Further, $B=P^A=(P_0\cap P_1)^A=P_0^A\cap P_1^A=B_0\cap
B_1$.
By the above definition of the differential structures
condition 5. is satisfied,
since $\Delta_{R_i} : P_i\rightarrow P_i\tens A$ do not
"leave" the bundles.

Assume $\Gamma_{0 hor} \cap \Gamma_{1 hor} =
\Gamma_{hor}$.
Since $\omega_0(a)=\omega_1(a)$ and the calculus is
admissible, this defines
$\omega(a)\in\Gamma_P$ and $\sigma(p\tens a)=
p\omega(a) \in \Gamma_P$ for $(p\tens a) \in
P\tens\ker\eps$.
{}From proposition 4.10 in \cite{BM} it follows that
$\omega$ is a connection 1 -- form.
Now $\widetilde{\ } \sigma(p\tens a)=p\tens a$
shows that the map $\widetilde{\ }$ in
(\ref{gen.sequence}) is surjective.

It remains to show $\ker\widetilde{\ }=\Gamma_{hor}$.
Let $p_1d p_2
\in\Gamma_P$. Since $P_0$ and $P_1$ are quantum bundles,
$\widetilde{\ }(p_1 dp_2)=0$ implies $p_1 dp_2 \in
\Gamma_{0 hor}\cap\Gamma_{1 hor} = \Gamma_{hor}$ by
assumption.
Now Lemma ~\ref{gen.bundle} tells us that $P(B,A,N,M_A)$
is a quantum principal bundle.

Conversely, assume $P=P_0\cap P_1$ is a quantum
principal bundle.
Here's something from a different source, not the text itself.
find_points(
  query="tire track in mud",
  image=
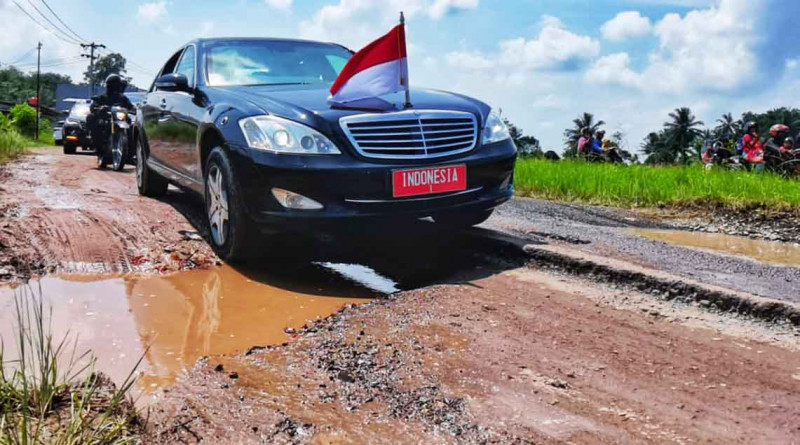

Let
$p_1 dp_2 \in \Gamma_{0 hor}\cap\Gamma_{1 hor}$.
Then $\widetilde{\ }(p_1 dp_2) =0$. Since $\Gamma_{0
hor}\cap\Gamma_{1 hor} \subset
\Gamma_{P_0}\cap\Gamma_{P_1}
=\Gamma_P$ and $P$ is a QPB, this implies
$p_1 dp_2 \in \Gamma_{hor}$. The other inclusion
$\Gamma_{0 hor}\cap\Gamma_{1 hor} \supset \Gamma_{hor}$
is trivial.
\endproof

%"Admissible" is not needed if $\omega(a) \in \Gamma_P$
explicitely.
If there are several "patches" $P_i$, then the above
theorem generalizes
inductively in an obvious way.
One can show that if $\widetilde{\ }(N_P)=P\tens M_A$,
then
$\Gamma_{0 hor}\cap \Gamma_{1 hor} =\Gamma_{hor}$
follows from $\Gamma^u_{0 hor}\cap \Gamma^u_{1 hor}
=\Gamma^u_{hor}$ (universal calculus). More generally,
we have

\begin{lemma} \label{univ.gen}
If $P(B,A)$ is a QPB with universal calculus and we have
$N_P$ and $M_A$
satisfying conditions 5. and 6'. of definition
\ref{gen.principal.bundle},
then $P(B,A,N_P,M_A)$ is a QPB with general calculus.
Conversely, if
$P(B,A,N_P,M_A)$ is a QPB and $\widetilde{\ }(n)=0$ for
$n\in N_P$ implies
$n\in \Gamma^u_{hor}$, then $P(B,A)$ is a QPB with
universal calculus.
\end{lemma}

\proof
First suppose $P(B,A)$ is a QPB; we have to show that
$\ker\widetilde{\ }_{N_P}
\subset \Gamma_{hor}$. Let $\widetilde{\ }_{N_P}(\g)=0$.
This means
$\widetilde{\ }(\g)\in P\tens M_A = \widetilde{\ }(N_P)$
by 6'. . So there is
a $n \in N_P$ with $\widetilde{\ }(n-\g)=0$. But $P$ is
a QPB with universal
calculus, so it follows $\g\in\Gamma^u_{hor} +n$, i.e.
$\g\in\Gamma_{hor}$.

The converse statement can be proved similarly.
\endproof

\section {Dirac Monopoles by Patching Two Trivial QPBs}

We can now present the second construction of the Dirac
monopoles for general calculus
as an illustration of the general method above.
This will be done for even "charge" only; for odd
charge, the trivializations etc.
would only be formal.

We define two trivial QPBs $\PP_{0}$ and $\PP_{1}$, and
then show that
$\PP=\PP_{0}\cap \PP_{1}$ is the monopole of charge
$2n$.

For $\PP_0$, as motivated by the charge 2 case in
\cite{BM}, we now try to define
the base $B_{0}$, fiber $\AA$ and trivial bundle
$\PP_{0}$ be specified by their generators as:
\begin{eqnarray} \label{B0}
B_{0}&=&<\{1,b_{-},b_{+},b_{3},(b_{3}+q^{2m}-1)^{-1};\quad m\in\Z \}>, \\
   \AA&=&<\{Z^n,Z^{-n}\}>,\\
\PP_{0}&=&<B_{0}\cup \{(\d^{-1}\a)^n,(\a^{-1}\d)^n\}>.
\end{eqnarray}
We are going to show that they give a trivial QPB.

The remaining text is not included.